To summarize all this, a mobile Web-Page is the result of a web-optimized Web-Development Project, so e.g. you start with your common (Desktop-) Web-Flows using mobile agnostic CSS (if you must bootstrap or foundation) and modify Navigation, Javascript and Content-size to work with the mobile devices display.

In most cases you will find something like this on your screen:

You have a fitting View, on top your URL (that might be scrolled up via JS) and on the bottom your Browsers controls (that might be hidden by the Browsers default – e.g. Landscape view on iOS).

mobile Web-Application

A mobile Web-Application is specially developed for a mobile Device. You won’t start with already existing views or other assets. Do a App-Like Design (e.g. Views instead of Pages).
You should think about different Behaviour for this one (like more Icons instead of Full-Tested Links), hidden Menus that appear via slide. To be clear: use gestures and icons, your device has a touch sensor, so use it.
Use the availble Devices Settings to adjust your Applications appearance.
The User has to add the Application to her/his Homescreen to enter “App-Mode” (although the first Start uses the mobile Browser).
The App starts alway Full-Screen, so no URL is present at all, so the URL and Links are less relevant, although the Application my use a specific Model Routing like Backbone.js.
The App uses local storage (up to 10 megs) – if it has to store Data – first, then uses the Servers persistence logic.
The App should use the availible Device specific JavaScript Methods
An Action does not trigger a request automatically back to the Server (Backend).
A common use-case might be: Load Data from Backend, do something with the Data, save it locally, user other local Data, save the Data, close the App, …, restart the App, continue working, …, send the Data back to the Backend.
The App should work Offline (you have to implement some kind for update Logic – e.g. using a manifest file).
You should use a less Request/Response Cycles as possible to save Battery Time and Bandwidth.
You should use optimzied Resources (e.g. pack the structe of a survey in on JSON Feed instead of using Links to appending resources – with usefull exeption like sounds or images).
Consider using alternative Communications ways (like Websockets).
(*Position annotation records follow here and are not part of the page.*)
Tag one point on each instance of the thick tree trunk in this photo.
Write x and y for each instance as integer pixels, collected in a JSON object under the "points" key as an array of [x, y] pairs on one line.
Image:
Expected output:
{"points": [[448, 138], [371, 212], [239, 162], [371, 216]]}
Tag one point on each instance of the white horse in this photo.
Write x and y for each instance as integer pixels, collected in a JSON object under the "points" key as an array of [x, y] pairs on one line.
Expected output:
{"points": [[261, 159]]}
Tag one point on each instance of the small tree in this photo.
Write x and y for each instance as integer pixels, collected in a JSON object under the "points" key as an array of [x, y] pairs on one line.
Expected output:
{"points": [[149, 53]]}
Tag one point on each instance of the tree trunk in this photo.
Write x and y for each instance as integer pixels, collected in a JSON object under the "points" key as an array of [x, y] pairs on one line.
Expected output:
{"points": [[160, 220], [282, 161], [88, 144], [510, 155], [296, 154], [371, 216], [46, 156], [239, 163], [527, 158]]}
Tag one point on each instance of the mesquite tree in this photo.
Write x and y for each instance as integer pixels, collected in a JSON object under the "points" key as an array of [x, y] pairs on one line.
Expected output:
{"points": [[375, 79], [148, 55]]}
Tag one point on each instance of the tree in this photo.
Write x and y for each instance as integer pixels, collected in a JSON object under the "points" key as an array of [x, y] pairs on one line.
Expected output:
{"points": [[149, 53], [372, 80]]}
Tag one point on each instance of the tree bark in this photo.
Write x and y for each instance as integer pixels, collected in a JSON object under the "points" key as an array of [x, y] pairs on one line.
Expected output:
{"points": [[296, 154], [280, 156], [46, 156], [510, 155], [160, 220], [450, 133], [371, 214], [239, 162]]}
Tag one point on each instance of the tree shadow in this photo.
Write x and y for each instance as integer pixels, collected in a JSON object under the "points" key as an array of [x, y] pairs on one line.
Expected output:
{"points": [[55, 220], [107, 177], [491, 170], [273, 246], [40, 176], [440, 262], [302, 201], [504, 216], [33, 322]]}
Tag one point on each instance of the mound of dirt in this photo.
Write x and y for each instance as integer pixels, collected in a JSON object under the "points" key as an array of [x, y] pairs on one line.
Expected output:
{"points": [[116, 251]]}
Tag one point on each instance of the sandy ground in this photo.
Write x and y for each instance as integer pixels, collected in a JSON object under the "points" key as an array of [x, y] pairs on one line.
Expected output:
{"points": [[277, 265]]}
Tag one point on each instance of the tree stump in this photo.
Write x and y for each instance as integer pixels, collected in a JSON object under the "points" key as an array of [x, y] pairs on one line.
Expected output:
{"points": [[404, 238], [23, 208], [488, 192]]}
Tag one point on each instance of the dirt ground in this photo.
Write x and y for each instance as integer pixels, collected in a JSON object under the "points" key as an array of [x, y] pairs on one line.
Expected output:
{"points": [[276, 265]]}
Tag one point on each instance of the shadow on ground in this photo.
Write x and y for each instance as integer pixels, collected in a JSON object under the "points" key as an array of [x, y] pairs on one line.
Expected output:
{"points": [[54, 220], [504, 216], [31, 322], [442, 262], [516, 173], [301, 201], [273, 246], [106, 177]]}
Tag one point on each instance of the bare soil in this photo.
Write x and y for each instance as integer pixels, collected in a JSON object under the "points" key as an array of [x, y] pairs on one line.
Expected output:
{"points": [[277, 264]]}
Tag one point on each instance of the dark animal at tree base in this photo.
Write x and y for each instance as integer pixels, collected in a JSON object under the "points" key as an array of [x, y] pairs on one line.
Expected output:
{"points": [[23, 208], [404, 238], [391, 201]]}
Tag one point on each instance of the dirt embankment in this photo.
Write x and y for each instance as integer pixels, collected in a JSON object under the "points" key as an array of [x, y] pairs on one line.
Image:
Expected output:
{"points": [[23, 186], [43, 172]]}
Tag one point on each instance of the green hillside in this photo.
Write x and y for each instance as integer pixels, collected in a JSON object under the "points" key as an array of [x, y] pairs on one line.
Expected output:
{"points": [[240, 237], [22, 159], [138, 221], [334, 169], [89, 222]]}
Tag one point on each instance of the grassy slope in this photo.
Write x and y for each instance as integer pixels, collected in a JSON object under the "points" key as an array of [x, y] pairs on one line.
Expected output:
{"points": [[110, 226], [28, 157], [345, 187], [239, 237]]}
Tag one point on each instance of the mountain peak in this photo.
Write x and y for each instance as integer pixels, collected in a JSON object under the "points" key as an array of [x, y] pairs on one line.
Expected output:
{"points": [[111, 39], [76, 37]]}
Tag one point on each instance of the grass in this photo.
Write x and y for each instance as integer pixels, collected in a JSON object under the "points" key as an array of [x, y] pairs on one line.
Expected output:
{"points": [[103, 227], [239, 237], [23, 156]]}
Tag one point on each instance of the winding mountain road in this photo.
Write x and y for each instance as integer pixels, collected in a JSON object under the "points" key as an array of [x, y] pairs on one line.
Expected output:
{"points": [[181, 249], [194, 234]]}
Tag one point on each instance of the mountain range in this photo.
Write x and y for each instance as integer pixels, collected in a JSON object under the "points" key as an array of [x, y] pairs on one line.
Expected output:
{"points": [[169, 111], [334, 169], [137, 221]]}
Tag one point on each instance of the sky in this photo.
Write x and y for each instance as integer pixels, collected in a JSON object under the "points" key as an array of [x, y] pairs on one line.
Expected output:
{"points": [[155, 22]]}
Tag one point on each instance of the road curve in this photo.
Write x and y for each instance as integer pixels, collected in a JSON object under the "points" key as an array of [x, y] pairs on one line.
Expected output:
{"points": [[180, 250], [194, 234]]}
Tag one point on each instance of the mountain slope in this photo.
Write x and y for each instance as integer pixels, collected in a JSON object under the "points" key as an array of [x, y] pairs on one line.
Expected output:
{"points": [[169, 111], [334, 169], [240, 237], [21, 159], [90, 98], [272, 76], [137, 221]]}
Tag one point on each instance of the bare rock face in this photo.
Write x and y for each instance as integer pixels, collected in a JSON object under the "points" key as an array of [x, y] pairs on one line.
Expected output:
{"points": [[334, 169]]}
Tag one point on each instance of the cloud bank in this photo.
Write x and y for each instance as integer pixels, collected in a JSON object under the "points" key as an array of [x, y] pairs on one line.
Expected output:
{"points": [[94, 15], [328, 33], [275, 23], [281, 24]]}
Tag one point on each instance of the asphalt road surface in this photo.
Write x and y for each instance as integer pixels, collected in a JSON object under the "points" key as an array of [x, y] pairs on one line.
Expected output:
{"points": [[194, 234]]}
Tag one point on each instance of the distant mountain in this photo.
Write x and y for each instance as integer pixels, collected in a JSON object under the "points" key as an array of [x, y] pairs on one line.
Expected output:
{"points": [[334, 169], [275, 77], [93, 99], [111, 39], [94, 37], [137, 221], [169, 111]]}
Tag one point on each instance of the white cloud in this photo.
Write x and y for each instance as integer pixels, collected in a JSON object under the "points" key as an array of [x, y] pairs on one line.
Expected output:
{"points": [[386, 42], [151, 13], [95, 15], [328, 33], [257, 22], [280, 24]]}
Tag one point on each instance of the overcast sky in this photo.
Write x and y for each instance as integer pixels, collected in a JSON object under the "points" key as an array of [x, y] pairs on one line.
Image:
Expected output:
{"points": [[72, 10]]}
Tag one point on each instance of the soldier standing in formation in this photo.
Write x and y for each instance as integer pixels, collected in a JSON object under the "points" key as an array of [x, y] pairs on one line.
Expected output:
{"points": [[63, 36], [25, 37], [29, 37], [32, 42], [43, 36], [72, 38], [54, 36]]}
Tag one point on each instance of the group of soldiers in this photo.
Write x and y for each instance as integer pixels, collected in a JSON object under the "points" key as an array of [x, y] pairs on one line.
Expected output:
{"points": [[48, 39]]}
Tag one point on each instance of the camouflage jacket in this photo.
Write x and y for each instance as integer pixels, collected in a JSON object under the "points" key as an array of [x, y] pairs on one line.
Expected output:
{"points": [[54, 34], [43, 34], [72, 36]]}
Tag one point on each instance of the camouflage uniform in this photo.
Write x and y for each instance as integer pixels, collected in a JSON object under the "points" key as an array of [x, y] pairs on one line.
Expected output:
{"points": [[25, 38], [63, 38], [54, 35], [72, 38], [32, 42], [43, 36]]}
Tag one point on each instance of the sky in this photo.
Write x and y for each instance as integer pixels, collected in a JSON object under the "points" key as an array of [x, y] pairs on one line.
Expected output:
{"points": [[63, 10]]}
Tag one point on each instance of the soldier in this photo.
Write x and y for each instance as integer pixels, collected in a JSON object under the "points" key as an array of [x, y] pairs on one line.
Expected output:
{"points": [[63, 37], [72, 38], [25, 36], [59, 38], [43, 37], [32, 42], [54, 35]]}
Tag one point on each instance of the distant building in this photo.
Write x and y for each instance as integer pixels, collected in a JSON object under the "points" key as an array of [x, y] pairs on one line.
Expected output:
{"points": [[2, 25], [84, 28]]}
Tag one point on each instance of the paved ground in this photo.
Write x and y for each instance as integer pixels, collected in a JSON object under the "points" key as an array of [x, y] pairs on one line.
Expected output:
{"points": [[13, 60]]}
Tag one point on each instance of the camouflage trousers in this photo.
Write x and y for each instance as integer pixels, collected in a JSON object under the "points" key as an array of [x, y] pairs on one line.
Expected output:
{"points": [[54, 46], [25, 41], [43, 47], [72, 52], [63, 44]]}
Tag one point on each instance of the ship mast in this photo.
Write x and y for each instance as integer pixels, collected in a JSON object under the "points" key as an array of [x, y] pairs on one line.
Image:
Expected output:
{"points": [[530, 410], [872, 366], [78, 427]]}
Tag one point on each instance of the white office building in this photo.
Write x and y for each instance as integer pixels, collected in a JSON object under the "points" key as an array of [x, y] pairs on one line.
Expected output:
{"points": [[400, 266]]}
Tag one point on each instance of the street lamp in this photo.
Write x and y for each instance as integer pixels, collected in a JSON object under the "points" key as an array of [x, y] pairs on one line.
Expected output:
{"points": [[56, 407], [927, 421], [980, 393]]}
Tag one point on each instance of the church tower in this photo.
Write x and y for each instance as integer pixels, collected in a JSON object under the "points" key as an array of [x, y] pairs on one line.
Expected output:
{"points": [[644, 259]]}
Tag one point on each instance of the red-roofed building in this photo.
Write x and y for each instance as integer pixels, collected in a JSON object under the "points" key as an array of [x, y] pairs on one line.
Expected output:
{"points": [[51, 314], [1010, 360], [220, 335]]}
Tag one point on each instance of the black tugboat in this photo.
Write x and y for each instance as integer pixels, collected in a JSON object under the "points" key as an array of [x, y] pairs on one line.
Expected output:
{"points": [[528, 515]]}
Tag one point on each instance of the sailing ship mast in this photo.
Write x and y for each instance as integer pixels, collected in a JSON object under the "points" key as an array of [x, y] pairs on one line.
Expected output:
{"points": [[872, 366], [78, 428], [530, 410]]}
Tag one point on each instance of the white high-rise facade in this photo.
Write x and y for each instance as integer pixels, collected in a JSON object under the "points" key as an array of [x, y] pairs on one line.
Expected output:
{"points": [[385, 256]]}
You will find a common Menu with Icons at the Bottom of the Page. Some Apps also using hidden Menus (that appear via swipe or a small Button).
You also will need some Kind of Activity Indicator (like a progress bar), if you need to fetch Data from or send Data to the Backend (or doing other operations that might use some time).

Disclaimer 🙂

That’s for the moment. It really needs some more clearifications and examples. Of course you can argue a lot about some statements here. This i just my personal opinion, first of all to differentiate between the two things.

Most of the Links go to iOS Resources, since i had to do Web Devlopment mostly for iOS and since iOS was first planed as a Web-Application only Platform, it has a pretty good documenation of all availible features. But i am sure, there are similar Documentations for (at least the common) Android and Windows Phone Devices.